On Tuesday, authorities in Palma de Mallorca confirmed that several creatures had also been washed up dead on Molinar beach where red flags have now been raised.
— mar mesas Iñigo (@clodiacatulo) May 21, 2018
An 11-year-old boy was hospitalized after being stung by a Portuguese man o’ war as he played at the water’s edge on La Marina beach in Elche on Sunday afternoon.
His mother immediately sought help from lifeguards stationed at the beach, who used tweezers to pluck off the potentially deadly stinging tentacles from the child’s arm.
He complained of feeling pain in his stomach and neck and was taken to Elche hospital for observation and was discharged several hours later.
The dangerous stingers have been sighted along a stretch of coastline from El Campello to the north of Alicante and Pilar de La Horadada, which is almost at the border with the Murcia region.
All beaches along the 118 kilometres of coastline between the two have been red flagged as a result of the stingers apart from San Juan and El Postiguet in the bay around Alicante itself where no Portuguese man o’war have yet been sighted.
— Antena3Noticias (@A3Noticias) May 21, 2018
Beaches in Benidorm were also closed on Monday when man o'war were detected.
The man o'war – not strictly a jellyfish but a floating colony of microscopic hydrozoans – has tentacles that can reach 30 yards long and are barbed with a sting that typically cause painful welts lasting up to three days.
In some cases the sting can cause an allergic reaction and in rare cases, heart failure.
Even when washed up on the sand the stings still contain venom.
Up until a decade ago, they were rarely sighted in the Mediterranean but have become a more common occurrence.
Spanish authorities are already preparing defences to tackle the swarms of Mauve Stinger jellyfish, bright purple invertebrates which emit a yellow glow at night, that annually plague the beaches of the Mediterranean.
Over the last several years there has been a huge rise in numbers due to the effects of global warming and over-fishing of their natural predators and each summer tens of thousands of holidaymakers are forced to seek treatment for minor stings.
How to avoid being stung by a Portuguese Man O'War and what to do if you are.
Photo: Tim Snell/Flickr
Rule No. 1: Don't touch it
Man-of-war fish have stinging cells that are still active and capable of stinging even after the creature is dead and washed up on shore.

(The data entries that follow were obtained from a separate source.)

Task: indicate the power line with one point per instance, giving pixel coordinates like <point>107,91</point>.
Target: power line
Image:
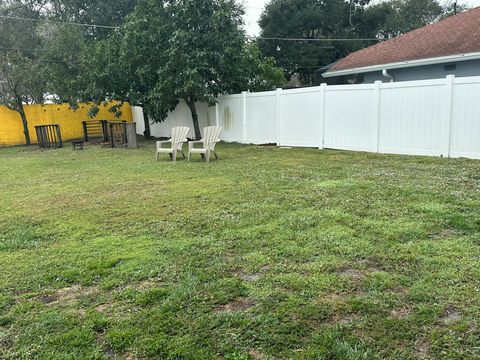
<point>58,22</point>
<point>302,39</point>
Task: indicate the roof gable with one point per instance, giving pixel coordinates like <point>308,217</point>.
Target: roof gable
<point>455,35</point>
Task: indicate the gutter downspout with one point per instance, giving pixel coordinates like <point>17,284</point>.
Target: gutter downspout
<point>387,75</point>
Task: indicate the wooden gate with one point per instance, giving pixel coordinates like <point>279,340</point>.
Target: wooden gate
<point>49,136</point>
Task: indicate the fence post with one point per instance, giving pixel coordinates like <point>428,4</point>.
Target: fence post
<point>85,131</point>
<point>323,90</point>
<point>378,85</point>
<point>244,117</point>
<point>278,107</point>
<point>449,102</point>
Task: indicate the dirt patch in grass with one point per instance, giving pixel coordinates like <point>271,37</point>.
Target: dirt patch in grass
<point>353,274</point>
<point>65,296</point>
<point>445,234</point>
<point>255,354</point>
<point>251,277</point>
<point>450,316</point>
<point>422,347</point>
<point>247,277</point>
<point>103,307</point>
<point>241,304</point>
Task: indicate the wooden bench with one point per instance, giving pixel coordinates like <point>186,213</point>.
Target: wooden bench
<point>78,144</point>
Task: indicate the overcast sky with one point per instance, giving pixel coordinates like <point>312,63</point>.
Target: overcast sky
<point>254,9</point>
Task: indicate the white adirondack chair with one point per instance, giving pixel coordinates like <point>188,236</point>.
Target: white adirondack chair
<point>211,135</point>
<point>179,136</point>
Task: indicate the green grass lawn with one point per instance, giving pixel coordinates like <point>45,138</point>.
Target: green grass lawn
<point>266,254</point>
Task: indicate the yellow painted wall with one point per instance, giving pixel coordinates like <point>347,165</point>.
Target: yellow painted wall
<point>11,128</point>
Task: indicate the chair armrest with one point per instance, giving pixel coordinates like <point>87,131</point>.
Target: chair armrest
<point>160,143</point>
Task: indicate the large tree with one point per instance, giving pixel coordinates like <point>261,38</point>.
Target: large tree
<point>191,50</point>
<point>395,17</point>
<point>22,70</point>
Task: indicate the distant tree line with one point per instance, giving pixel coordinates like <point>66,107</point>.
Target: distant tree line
<point>337,19</point>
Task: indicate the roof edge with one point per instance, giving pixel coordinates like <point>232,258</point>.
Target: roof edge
<point>404,64</point>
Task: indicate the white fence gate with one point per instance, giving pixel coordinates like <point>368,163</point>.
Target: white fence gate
<point>430,117</point>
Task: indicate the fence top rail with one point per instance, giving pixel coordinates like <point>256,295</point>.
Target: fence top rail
<point>415,83</point>
<point>467,80</point>
<point>261,94</point>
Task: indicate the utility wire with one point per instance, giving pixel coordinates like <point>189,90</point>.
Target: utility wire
<point>58,22</point>
<point>302,39</point>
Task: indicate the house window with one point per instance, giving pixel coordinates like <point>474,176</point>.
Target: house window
<point>450,67</point>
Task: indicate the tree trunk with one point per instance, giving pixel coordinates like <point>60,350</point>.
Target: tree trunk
<point>196,126</point>
<point>21,111</point>
<point>146,120</point>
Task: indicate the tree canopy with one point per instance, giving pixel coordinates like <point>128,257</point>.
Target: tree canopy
<point>333,19</point>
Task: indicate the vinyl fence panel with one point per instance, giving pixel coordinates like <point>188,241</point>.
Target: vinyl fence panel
<point>230,116</point>
<point>351,117</point>
<point>300,117</point>
<point>465,130</point>
<point>261,121</point>
<point>414,118</point>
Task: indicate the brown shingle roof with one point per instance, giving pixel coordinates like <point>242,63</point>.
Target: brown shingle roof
<point>458,34</point>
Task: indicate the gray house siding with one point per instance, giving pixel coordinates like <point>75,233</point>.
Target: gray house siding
<point>462,68</point>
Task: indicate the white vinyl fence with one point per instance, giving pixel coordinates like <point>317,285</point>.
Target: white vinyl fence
<point>434,117</point>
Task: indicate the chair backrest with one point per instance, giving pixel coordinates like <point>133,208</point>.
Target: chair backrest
<point>179,136</point>
<point>211,135</point>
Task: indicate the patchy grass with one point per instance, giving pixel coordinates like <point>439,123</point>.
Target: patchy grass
<point>269,253</point>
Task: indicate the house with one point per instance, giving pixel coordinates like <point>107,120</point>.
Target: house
<point>448,47</point>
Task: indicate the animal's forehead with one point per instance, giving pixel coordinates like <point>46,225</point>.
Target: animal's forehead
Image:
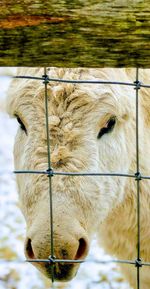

So don't touch it.
Rule No 2: Listen to lifeguards
If the red flag is raised then don't go into the water. If you break that rule you may face a fine or even be stung by one of the creatures lifeguards are trying to protect you from.
If you are in the water then you may be stung without even seeing the culprit. The Man-of-war looks like a floating blue plastic bag but they have practically invisible tentacles that typically extend over 2.4 meters (8ft) under the surface of the water and sometimes stretch to 10 meters..
Rule No. 3: Get help if you are stung
If you are stung then leave the water immediately and look for a lifeguard. If there are no lifeguards on the beach, wash the wound with salt water and remove any tentacles stuck to the skin by dousing the site with sea water.
Never use fresh water as that can actually cause the stinging cells, or cnidae, left on your skin to discharge, which could make the sting worse..
Don’t touch the tentacles with your bare hands, and don't scrape them off your skin with objects like a credit card or razor, because that could increase pressure around the sting and make it worse.
Some experts suggest cooling the area down by applying ice for around five to ten minutes. You can also try wetting the wound with vinegar or baking soda dissolved in water.
Protect the area by using an antiseptic to avoid infections.
If the pain continues, make sure you consult a doctor.
Rule No. 4: Don't pee on it
Professor Josep Maria Gili from Barcelona's Institute of Marine Sciences warns against the common myth that urinating on a jellyfish sting can help ease the pain.
“That is absolutely false,” he told The Local.
“It could be effective for some fish bites but never for jellyfish.”
In fact, it might actually make the stings worse.
Rule No. 5: Seek medical attention
If you get stung by a man-of-war and you have trouble breathing, this could be a result of severe envenomation, and you'll need to see a medical professional immediately.
Extremely painful stings also require medical attention, as do stings that make you feel dizzy or disoriented.